By NYX MCLEAN

Anxiously I paced. I can normally show up for my usual check-up at my GP, sit down and lose time in a book or marking an essay. But this week, I could not do that; I was at my GP because I had potentially been in contact with someone with COVID-19 – after weeks and months of dodging the invisible glitter-like virus. I was not coping, pacing up and down outside the practice, wondering if it was my turn.

I have a grumpy set of lungs that hospitalised me in November 2019, just before COVID-19 made itself fully known to the world. I have tried my very best to avoid going through that experience again.

When I first heard I had been exposed, I called the three people I had been in contact with since that potential point of contact. I told them I would let them know the outcome of my test.

But it was not easy to make those calls; it felt like I was building up strength to jump off a cliff into some unknown space that seemed a lot like stigma-induced shame. I kept wondering what they would think of me and how I could have put them in such danger.

I knew I had taken every precaution I could. I wear my mask over my mouth and nose, I sanitise, I keep my distance, and I try not to see more than two people at a time together. But the risk is there; it is ever-present for now. I am one jab into being fully vaccinated, only two weeks fresh. I am also vaccinated against various strains of pneumonia – a precaution my doctors advised me to take last year before a COVID-19 vaccine was even a reality.

But I was still terrified of testing positive, what it would mean for my health, and what it would mean for those close to me. I kept thinking: what do we owe each other?

My answer came to me based on the responses of my contacts; all three had been exceptionally kind and compassionate. They checked in with me to see how I was doing while I waited for the test results; they reassured me that I had done my best to be safe and that they would still stick around if I tested positive.
I had been hesitant to tell them I had been in contact with someone because I did not want to lose their respect and friendship. But their lives mattered to me more than my pride and my fear; I needed to say something because the idea of bringing harm to these friends was an awful one to imagine trying to live with.

At no point in my discussion with them did I disclose the identity of my potential contact; I respected their anonymity and privacy. But I did what was necessary to live with myself and told people that I was a potential risk.

I think the answer to my question is that we owe each other radical honesty, kindness, and compassion. COVID-19 has made our lives incredibly challenging, and it has taken so much away from us. But it does not have to take away our ability to show those around us we care and that we respect their lives as much as we respect our own.

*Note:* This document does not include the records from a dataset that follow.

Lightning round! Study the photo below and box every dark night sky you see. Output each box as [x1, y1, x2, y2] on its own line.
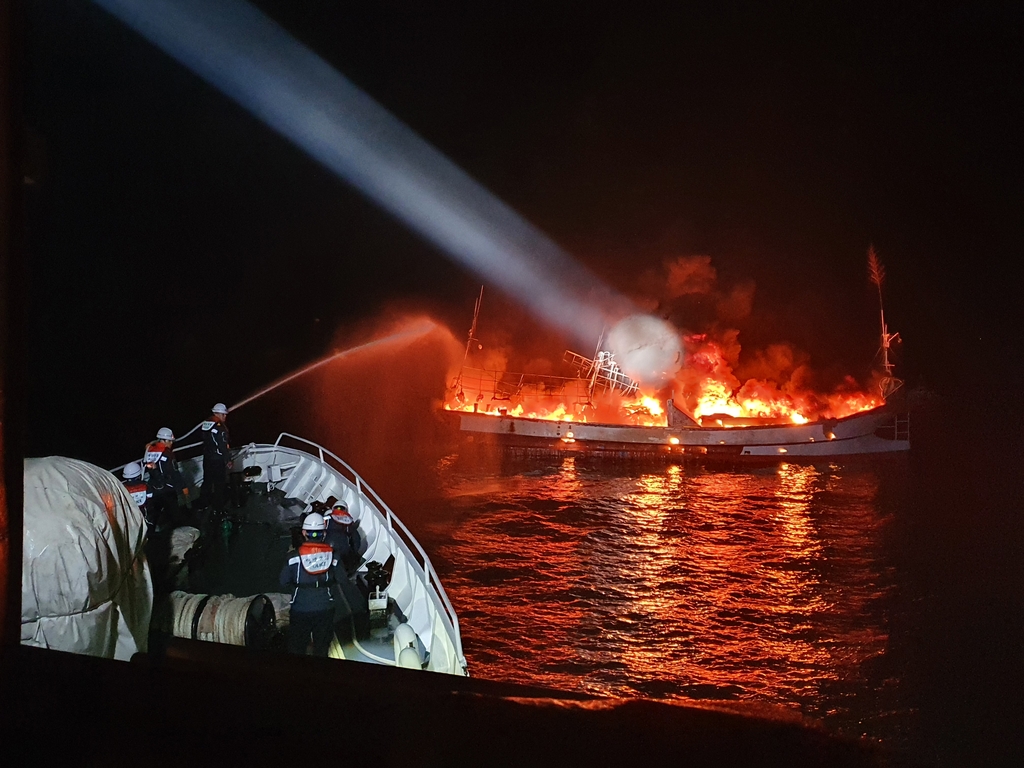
[24, 0, 1024, 463]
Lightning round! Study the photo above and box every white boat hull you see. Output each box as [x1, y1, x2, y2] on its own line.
[455, 407, 910, 461]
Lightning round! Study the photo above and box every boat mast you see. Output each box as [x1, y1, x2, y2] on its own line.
[452, 286, 483, 400]
[867, 246, 903, 399]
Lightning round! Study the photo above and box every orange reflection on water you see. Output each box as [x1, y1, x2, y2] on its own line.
[434, 457, 888, 711]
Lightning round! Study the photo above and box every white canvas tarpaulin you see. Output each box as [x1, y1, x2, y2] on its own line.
[22, 457, 153, 659]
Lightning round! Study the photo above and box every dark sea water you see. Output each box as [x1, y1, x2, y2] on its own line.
[402, 414, 1024, 765]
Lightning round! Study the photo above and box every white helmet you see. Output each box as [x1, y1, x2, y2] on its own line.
[302, 512, 327, 530]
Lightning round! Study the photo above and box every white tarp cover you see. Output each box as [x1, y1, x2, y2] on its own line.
[22, 457, 153, 659]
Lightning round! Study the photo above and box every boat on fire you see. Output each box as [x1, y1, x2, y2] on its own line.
[452, 400, 910, 462]
[444, 274, 910, 463]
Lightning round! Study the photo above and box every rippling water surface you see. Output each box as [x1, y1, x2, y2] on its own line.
[411, 457, 912, 741]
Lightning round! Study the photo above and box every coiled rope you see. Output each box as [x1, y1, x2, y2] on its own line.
[170, 592, 261, 645]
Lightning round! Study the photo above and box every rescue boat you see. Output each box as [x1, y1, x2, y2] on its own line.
[22, 432, 468, 677]
[166, 432, 468, 676]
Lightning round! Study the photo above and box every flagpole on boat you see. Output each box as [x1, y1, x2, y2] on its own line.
[867, 245, 903, 399]
[452, 286, 483, 400]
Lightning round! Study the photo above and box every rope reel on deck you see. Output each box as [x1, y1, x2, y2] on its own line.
[164, 592, 278, 648]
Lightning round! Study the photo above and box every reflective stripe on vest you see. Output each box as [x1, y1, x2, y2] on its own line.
[299, 542, 334, 575]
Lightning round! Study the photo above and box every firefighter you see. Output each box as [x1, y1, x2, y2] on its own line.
[144, 427, 188, 532]
[281, 512, 338, 656]
[327, 502, 358, 570]
[200, 402, 231, 519]
[121, 462, 153, 525]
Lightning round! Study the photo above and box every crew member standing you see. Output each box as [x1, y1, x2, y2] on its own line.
[144, 427, 188, 532]
[200, 402, 231, 519]
[327, 502, 358, 570]
[281, 512, 338, 656]
[121, 462, 153, 525]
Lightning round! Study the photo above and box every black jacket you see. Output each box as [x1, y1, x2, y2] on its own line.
[203, 419, 231, 466]
[145, 440, 185, 494]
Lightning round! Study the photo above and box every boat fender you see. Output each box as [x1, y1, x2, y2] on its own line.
[393, 622, 420, 666]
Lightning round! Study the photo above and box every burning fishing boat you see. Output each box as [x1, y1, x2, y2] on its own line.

I luckily tested negative and let everyone know that they were safe and could emerge from their self-isolation. My test outcome felt like sheer luck, but I also know that it is because I choose to mask, sanitise, keep my distance, and get vaccinated not only for my health but for the health of those around me.

What we owe each other is not only limited to our current reality of living alongside COVID-19 but extends to the conversations we are having with people at Grocott’s Mail. Sometimes we receive challenging comments, feedback, and attacks that feel almost personal. As one of the people who respond to the comments posted on our Facebook page, I often have to remember that Grocott’s Mail is bigger than anyone who works at Grocott’s for the greater Makhanda community. We try to respond to all comments with radical honesty, kindness, and compassion. We may not always get it right, but we do our very best to meet people where they are at, to ask them questions that may lead us to a place of greater understanding, where we can have productive conversations with each other.

We encourage our readers to also engage with each other on our platforms in ways that lead to productive conversations – we can discuss and engage with difficult topics if we respect each other as people, knowing that we all have different values and lived experiences but that we all are part of a community.